Super Bowl Commercials – Five Best and Worst Super Bowl Ads You Didn’t See in the UK

Puppies were a recurring theme during the Super Bowl Ads, including this one for T-Mobile featuring former NFL Quarterback Tim Tebow.

Puppies were a recurring theme during the Super Bowl Ads, including this one for T-Mobile featuring former NFL Quarterback Tim Tebow.

One of the joys of the Super Bowl, especially during a blow out game like Super Bowl 48, are the famous (or infamous) Super Bowl Ads. For 2014, Fox charged $4 million for each 30 second Super Bowl Ad Spot, ensuring that, as always, brands put their best (or craziest) foot forward during the big game. Unfortunately for fans in the UK, the 2 AM time slot and limited audience does not get advertisers salivating, and the result is very few Super Bowl caliber commercials air at all during the Sky or Channel 4 Broadcasts.

Fortunately for us, YouTube has come to the rescue, allowing us to enjoy (or endure) all of the adverts the American fans across the pond got to experience live. We count down the five best, and worst, 2014 Super Bowl ads.

Honourable Mentions – H&M and Axe/Lynx Deodorant.
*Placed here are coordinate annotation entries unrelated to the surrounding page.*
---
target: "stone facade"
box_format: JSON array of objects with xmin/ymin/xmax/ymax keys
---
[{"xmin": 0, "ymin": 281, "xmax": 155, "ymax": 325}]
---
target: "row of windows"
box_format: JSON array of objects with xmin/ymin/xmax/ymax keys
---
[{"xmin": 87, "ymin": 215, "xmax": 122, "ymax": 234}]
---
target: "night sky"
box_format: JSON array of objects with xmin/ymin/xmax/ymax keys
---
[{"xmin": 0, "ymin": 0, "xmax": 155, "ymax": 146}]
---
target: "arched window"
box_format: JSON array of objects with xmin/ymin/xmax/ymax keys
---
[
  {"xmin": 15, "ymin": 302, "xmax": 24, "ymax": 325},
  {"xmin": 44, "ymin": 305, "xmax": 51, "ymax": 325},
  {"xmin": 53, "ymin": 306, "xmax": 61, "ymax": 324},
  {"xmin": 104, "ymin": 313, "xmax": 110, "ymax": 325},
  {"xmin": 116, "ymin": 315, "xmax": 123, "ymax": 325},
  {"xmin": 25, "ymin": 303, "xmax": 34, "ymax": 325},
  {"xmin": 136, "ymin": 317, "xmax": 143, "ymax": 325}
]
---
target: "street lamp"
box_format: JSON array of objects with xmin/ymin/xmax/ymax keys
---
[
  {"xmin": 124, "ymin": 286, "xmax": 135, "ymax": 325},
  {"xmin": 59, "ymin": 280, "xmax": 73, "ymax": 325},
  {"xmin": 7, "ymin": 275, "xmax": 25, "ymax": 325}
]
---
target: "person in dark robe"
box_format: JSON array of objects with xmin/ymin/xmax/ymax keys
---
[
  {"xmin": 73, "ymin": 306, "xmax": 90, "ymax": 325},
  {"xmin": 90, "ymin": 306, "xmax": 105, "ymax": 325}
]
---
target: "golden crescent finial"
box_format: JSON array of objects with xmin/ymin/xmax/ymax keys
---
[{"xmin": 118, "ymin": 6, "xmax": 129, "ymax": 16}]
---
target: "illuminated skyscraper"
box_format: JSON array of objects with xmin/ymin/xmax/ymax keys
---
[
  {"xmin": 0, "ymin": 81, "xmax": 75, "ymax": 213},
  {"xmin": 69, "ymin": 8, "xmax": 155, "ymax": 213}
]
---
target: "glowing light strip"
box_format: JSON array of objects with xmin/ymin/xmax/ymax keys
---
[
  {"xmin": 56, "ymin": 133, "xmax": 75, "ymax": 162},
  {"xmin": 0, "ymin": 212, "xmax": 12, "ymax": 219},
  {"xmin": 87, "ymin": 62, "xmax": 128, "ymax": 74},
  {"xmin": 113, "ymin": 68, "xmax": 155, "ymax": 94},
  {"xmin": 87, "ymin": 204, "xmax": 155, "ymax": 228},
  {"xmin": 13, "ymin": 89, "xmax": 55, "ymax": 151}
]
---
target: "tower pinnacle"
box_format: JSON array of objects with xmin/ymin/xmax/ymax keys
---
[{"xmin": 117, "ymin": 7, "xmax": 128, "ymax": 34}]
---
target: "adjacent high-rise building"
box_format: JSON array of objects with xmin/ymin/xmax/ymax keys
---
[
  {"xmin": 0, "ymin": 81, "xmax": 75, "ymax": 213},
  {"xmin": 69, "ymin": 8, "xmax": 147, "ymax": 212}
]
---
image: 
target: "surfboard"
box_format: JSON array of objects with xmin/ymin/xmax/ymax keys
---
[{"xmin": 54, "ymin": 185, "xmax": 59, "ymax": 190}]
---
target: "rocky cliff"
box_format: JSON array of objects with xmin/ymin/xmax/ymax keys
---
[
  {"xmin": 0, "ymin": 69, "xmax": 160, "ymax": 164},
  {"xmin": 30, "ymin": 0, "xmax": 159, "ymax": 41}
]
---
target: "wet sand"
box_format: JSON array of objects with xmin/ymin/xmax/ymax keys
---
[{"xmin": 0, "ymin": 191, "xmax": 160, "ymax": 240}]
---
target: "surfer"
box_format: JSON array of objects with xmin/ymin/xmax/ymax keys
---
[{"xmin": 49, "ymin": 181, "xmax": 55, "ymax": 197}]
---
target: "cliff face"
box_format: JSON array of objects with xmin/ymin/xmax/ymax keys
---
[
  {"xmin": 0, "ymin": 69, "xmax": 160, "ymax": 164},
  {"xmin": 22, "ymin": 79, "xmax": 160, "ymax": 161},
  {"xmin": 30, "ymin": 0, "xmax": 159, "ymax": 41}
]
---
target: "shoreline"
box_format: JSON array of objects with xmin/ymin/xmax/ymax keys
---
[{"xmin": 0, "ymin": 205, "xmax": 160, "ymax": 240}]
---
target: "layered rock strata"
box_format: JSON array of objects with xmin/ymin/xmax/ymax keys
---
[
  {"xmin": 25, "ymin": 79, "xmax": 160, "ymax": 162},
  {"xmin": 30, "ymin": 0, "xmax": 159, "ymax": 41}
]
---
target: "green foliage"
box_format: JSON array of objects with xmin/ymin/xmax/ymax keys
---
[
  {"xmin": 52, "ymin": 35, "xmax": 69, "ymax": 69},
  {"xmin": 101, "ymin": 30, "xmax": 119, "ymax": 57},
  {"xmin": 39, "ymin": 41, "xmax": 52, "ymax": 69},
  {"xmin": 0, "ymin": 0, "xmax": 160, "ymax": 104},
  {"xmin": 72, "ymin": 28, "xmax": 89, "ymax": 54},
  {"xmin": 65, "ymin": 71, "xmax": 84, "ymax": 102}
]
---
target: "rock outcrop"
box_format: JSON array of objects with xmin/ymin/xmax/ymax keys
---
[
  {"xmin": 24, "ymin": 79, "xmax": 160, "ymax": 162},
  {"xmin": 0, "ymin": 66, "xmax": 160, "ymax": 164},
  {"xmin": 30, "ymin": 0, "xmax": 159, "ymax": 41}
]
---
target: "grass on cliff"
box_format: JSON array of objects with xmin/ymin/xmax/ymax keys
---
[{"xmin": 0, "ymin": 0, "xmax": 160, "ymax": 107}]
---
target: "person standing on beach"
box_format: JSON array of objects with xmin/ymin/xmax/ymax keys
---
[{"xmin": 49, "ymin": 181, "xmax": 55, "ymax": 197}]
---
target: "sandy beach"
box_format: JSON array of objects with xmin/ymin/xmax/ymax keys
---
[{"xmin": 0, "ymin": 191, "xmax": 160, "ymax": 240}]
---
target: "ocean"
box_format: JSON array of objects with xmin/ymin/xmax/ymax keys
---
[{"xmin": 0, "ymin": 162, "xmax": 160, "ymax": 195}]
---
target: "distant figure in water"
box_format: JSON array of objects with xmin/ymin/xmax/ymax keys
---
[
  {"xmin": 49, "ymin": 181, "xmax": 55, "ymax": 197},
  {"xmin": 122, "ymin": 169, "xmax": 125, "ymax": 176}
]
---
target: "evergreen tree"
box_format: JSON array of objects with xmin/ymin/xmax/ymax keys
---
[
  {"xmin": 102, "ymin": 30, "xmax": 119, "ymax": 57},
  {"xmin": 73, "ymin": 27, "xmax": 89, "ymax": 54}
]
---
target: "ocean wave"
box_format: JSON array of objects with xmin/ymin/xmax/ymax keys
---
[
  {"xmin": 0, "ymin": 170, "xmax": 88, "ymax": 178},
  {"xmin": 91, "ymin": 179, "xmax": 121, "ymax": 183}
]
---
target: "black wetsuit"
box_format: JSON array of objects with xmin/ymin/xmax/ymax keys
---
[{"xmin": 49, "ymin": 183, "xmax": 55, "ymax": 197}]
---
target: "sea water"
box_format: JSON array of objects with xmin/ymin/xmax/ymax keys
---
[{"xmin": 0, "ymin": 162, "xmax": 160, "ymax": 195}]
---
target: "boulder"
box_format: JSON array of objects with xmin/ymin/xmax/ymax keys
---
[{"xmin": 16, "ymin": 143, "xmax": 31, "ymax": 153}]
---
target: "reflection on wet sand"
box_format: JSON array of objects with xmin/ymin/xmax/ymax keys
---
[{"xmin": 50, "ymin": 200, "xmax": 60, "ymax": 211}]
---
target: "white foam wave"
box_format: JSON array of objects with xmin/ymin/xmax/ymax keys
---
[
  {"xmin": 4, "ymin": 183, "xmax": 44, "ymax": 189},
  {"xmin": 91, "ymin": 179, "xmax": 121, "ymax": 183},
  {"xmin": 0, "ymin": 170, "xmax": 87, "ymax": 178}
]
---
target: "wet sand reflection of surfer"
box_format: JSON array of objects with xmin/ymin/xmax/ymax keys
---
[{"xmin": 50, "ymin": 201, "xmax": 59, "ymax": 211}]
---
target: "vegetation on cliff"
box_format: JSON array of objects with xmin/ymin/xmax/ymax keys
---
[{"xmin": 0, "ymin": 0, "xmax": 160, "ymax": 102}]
These ads may have featured on this list—unfortunately, both amongst the worst commercials—however, both did air during the UK broadcast of the game, so their inclusion is not needed.

In case you missed it, the H&M advert, featuring a nude David Beckham, seems to have resonated with most of the fans. However, that was in America, where women are more into football, and even if not, regularly attend Super Bowl parties with their husbands, boyfriends, friends or family. But in the UK, where only the most committed—and generally male—fans were still awake the ad was a little too homo-erotic for most, especially that late at night, in spite of featuring a one of our proudest sons.

The Lynx (Axe in the USA) body spray Ad on the other hand, certainly got us talking when it aired, but ultimately left us confused. Worse, it left many of us with the slightly uncomfortable feeling that the underlying message of the spot seemed to be “Psychopath dictators and war criminals are people too”. This may be true, and certainly wasn’t their intent, I’m sure. But the fact remains, this is how we felt, and this just isn’t how we like to think of them, especially when our fighting forces have been risking their lives to oust these sorts of people.

Best Super Bowl Ads – #5: “Puppy Love”, Budweiser.

While many advertisers feel the need to shock, surprise or use humour to get noticed during the Super Bowl, in 2014, Budweiser decided to keep things simple. The commercial was touching and heart warming, playing off of the emotional core of friendship—even unlikely friendship—which often bonds sports fans.

It stared the Budweiser Clydesdales, alongside an adorable Golden Retriever puppy.

Sure, the friendship between a puppy and a horse may not echo our own friendships perfectly, and the choice of song may have left some wondering aloud if the puppy and horse were friends, or in love, but we were able to look past that, and enjoy this advert for the touching story it was.

This is near universally considered the best Super Bowl advert of the night, and I wouldn’t disagree there. The only reason it isn’t higher in the list is because its early release on YouTube, and social media campeign ensured that many fans in the UK had, in fact, already seen this advert prior to the broadcast.

Worst Super Bowl Ads #5: “Spiritual Technology”

This commercial, for the Scientology “religion” (though it is not universally recognised as such in the UK) certainly got people talking. Unfortunately for them, most of the conversation revolved around how awkward and uncomfortable it made people feel.

One of the biggest cringe factors revolved around the idea that their merging of science and religion, technology and spirituality alongside images of “E-Meters” and “auditing” something universally considered to be pseudo-science outside of Scientologist circles.

It was certainly a well enough made, and inspirational advert, but the overwhelming feeling it gave watchers was just too “creepy“. It would probably rank higher on this list for cringe factor alone, however, it was only aired in limited local US markets, and was not made specifically for the Super Bowl, having been available on the Scientology page since January 8th.